I suppose this could use additional tests as well.
| Attachment | Size | Status | Test result | Operations |
|---|---|---|---|---|
| openid-incomplete-verification-assertions-D7.patch | 13.03 KB | Idle | PASSED: [[SimpleTest]]: [MySQL] 22,949 pass(es). | View details |
Comments
#1
+ * The next series of updates should start at 8000.+ */
\ No newline at end of file
could the committer add a newline after these lines.
#2
While we are no in beta yet, openid_update_7000() should just be openid_update_6000(), and we can remove the db_table_exists() call.
#3
BTW this is a followup to SA-CORE-2010-002.
#4
Looks like nobody is working on this yet on the summit, I'll do a re-roll, doesn't look too complicated...
#5
Just a simple re-roll with the update function renamed and newlines added...
#6
+/**
+ * @defgroup openid-updates-6.x-to-7.x OpenID updates from 6.x to 7.x
+ * @{
+ */
^ Those should be in the Drupal 6 extra group.
#7
Obviously...
The test fail looks totally unrelated and works for me locally. Maybe the test is unstable....
#8
I looked at this patch and it looks RTBC, assuming that the testbot gives us the green light.

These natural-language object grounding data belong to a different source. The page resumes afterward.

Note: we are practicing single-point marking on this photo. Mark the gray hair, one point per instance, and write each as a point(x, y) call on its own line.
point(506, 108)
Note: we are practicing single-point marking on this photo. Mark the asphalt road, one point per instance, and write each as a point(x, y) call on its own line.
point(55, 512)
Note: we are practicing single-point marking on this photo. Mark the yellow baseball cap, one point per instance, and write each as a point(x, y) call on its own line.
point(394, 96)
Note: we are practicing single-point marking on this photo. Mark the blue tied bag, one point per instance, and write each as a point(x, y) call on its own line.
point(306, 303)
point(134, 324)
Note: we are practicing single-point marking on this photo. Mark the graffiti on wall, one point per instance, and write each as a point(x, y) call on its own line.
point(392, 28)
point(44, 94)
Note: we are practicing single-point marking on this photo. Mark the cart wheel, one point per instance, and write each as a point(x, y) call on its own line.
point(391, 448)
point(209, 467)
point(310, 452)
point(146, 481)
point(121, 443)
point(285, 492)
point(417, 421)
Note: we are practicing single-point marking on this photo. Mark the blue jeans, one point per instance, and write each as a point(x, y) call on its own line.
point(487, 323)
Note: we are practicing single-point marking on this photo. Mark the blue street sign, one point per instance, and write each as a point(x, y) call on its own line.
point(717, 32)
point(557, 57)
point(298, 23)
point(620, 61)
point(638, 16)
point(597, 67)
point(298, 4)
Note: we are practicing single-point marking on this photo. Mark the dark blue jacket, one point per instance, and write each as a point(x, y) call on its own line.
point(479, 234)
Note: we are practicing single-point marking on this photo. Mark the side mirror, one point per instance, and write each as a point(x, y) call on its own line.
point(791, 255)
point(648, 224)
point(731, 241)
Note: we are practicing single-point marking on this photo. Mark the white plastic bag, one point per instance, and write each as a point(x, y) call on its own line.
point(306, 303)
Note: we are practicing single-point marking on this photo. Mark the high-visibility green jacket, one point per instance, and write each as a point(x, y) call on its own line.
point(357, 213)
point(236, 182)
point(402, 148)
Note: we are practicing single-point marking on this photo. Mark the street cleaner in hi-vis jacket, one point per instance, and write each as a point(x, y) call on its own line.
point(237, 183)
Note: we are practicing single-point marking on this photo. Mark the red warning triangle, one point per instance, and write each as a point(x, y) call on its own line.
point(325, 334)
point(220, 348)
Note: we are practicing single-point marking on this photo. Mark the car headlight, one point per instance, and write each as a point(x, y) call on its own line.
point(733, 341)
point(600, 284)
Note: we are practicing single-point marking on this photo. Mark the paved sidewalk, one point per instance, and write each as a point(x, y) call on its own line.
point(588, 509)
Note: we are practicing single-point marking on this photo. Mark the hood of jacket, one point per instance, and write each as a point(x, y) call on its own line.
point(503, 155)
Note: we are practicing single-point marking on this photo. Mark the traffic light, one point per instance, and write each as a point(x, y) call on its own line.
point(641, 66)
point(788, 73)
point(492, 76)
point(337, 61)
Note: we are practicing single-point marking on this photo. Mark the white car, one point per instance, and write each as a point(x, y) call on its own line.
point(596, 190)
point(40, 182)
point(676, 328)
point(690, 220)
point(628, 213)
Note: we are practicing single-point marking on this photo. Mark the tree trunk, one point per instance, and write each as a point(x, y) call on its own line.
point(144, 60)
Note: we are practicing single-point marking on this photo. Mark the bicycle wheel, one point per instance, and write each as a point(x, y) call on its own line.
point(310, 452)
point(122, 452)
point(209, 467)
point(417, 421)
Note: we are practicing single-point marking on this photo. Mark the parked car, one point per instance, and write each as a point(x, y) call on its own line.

+++ modules/openid/openid.install@@ -84,3 +110,46 @@ function openid_requirements($phase) {
+ 'description' => 'The value of openid.response_nonce'
Very minor but we're missing a point in the description. I can fix that prior to committing.
#9
#10
The last submitted patch, openid-incomplete-verification-assertions-D7-3.patch, failed testing.
#11
#7: openid-incomplete-verification-assertions-D7-3.patch queued for re-testing.
#12
Hmm, the last 2 patches have failed for two different reasons within 2 hours. I haven't followed what has gone in today and/or if anything broke the test bot, but I requested a re-test and am crossing my fingers that this passes.
#13
This may be "critical," but it's not a beta-blocker. People barely notice when OpenID is broken in stable releases.
#14
$0.02: If I understood correctly, if this doesn't land before beta, we will have to change the update functions...
#15
This was rtbc before the bot glitch.
BTW Dries look at #8 before commiting ;)
#16
Great. Committed to CVS HEAD. Thanks.
#17
Automatically closed -- issue fixed for 2 weeks with no activity.